Each shell has several "subshells". Each "subshell" in turn holds a certain number of "orbitals". Each orbital can hold up two electrons. Rules of thumb (again, I'm not explaining why because it's probably way out of your understanding)

1. The $$\mathrm {n^{th}}$$ shell has n subshells, labelled from $$0$$ to $$\mathrm n-1$$. E.g., the $$2$$nd shell has two subshells, $$0$$ and $$1$$. For reference, we often call these subshells by letters, $$0$$ is $$\mathrm s$$, $$1$$ is p, $$2$$ is d and $$3$$ is f. The periodic table can be broken up into four blocks depending on which of these subshells the most loosely bound (valence) electron in the atom is in. (s-block, p-block, etc)

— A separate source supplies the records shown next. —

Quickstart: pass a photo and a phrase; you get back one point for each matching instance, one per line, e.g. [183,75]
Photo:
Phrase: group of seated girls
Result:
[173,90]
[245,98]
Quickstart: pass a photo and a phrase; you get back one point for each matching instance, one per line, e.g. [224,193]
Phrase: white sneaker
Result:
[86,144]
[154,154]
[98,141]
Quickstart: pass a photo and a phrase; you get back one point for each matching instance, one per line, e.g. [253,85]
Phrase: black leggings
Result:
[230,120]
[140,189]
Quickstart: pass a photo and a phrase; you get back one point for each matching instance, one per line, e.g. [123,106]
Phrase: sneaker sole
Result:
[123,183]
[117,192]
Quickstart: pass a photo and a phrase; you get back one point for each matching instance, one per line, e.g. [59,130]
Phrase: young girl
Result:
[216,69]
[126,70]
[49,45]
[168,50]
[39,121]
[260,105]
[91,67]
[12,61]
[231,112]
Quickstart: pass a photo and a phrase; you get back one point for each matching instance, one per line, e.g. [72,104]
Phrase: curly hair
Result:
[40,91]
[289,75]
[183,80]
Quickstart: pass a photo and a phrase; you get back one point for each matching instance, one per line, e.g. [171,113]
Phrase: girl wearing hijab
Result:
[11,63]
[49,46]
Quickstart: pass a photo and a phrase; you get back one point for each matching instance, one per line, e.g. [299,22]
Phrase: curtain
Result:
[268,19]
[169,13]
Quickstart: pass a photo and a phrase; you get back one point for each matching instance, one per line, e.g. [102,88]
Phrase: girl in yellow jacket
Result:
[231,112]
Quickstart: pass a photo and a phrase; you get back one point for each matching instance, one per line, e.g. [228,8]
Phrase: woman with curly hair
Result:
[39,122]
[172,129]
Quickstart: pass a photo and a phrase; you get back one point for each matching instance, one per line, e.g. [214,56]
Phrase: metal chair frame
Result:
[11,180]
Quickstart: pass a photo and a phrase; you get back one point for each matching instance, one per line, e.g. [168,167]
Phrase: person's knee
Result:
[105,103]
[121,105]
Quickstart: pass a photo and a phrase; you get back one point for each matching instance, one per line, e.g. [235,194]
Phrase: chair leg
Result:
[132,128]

2. The $$\mathrm{k^{th}}$$ subshell can hold $$2\mathrm k+1$$ "orbitals". An orbital can hold up to two electrons. So, the $$0$$th (s) subshell can hold $$1$$ orbital, and thus two electrons. The $$1$$st subshell (p) can hold $$3$$ orbitals, or $$6$$ electrons. This is why we have the $$2\mathrm n^2$$ rule. There are as many orbitals in the $$\mathrm n$$ shell as the sum of the first mathrm n odd numbers: $$\mathrm n^2$$, and two electrons in each ($$2\mathrm n^2$$).

3. An important idea in physical chemistry is the Aufbau principle. Orbitals are filled according to the increasing order of their (orbitals') energies. What are the orbitals' energies? It's quite simple for the first few subshells:

$$1\mathrm s, 2\mathrm s, 2\mathrm p, 3\mathrm s, 3\mathrm p$$ (order)

In a hydrogen atom, these orbitals are straightforward: all subshells in the same shell have identical energies ($$1 \mathrm s, 2\mathrm s=2\mathrm p, 3\mathrm s=3\mathrm p=3\mathrm d,$$ etc). In other atoms, though, everything gets tangled up. Here is the order, something you will need to memorise:

$$1\mathrm s, 2\mathrm s, 2\mathrm p, 3\mathrm s, 3\mathrm p, 4\mathrm s, 3\mathrm d, 4\mathrm p, 5\mathrm s, 4\mathrm d, 5\mathrm p, 6\mathrm s, 4\mathrm f, 5\mathrm d, 6\mathrm p, 7\mathrm s, [...]$$ (this will do for most elements, but there are some exceptions, which you will have to memorise as well)

So the electrons don't actually fill the entire $$2\mathrm n^2$$ in a shell before going to the next. E.g., in iron, we have the configuration $$1\mathrm s^2 2\mathrm s^2 2\mathrm p^6 3\mathrm s^2 3\mathrm p^6 4\mathrm s^2 3\mathrm d^6$$. Note that the $$1$$ shell has $$2$$ electrons; the $$2^{\mathrm {nd}}$$ shell, $$8 (2\mathrm s+2\mathrm p$$); the $$3^{\mathrm{rd}}$$ shell, $$14 (3\mathrm s+3\mathrm p+3\mathrm d)$$; the $$4^{\mathrm {th}}$$ shell, $$2$$. Your textbook might call this configuration (2, 8, 14, 2)\$.

Caesium has 55 electrons, they fill up like so: $$1\mathrm s^2 2\mathrm s^2 2\mathrm p^6 3\mathrm s^2 3\mathrm p^6 4\mathrm s^2 3\mathrm d^{10} 4\mathrm p^6 5\mathrm s^2 4\mathrm d^{10} 5\mathrm p^6 6\mathrm s^1$$.

Why don't you add the number of electrons in each shell up and see if it matches what your textbook says.

P.S. The octet rule doesn't actually say the highest shell should have eight electrons. It says that the atom achieves stability by gaining the electronic configuration of the nearest noble gas. Noble gases have the general configuration $$\mathrm s^2 \mathrm p^6$$ ($$8$$ electrons?), but as demonstrated above, these $$8$$ electrons may not be in the highest shell. For example, in iron, two of the valence electrons are in the fourth shell and the other six in the third shell.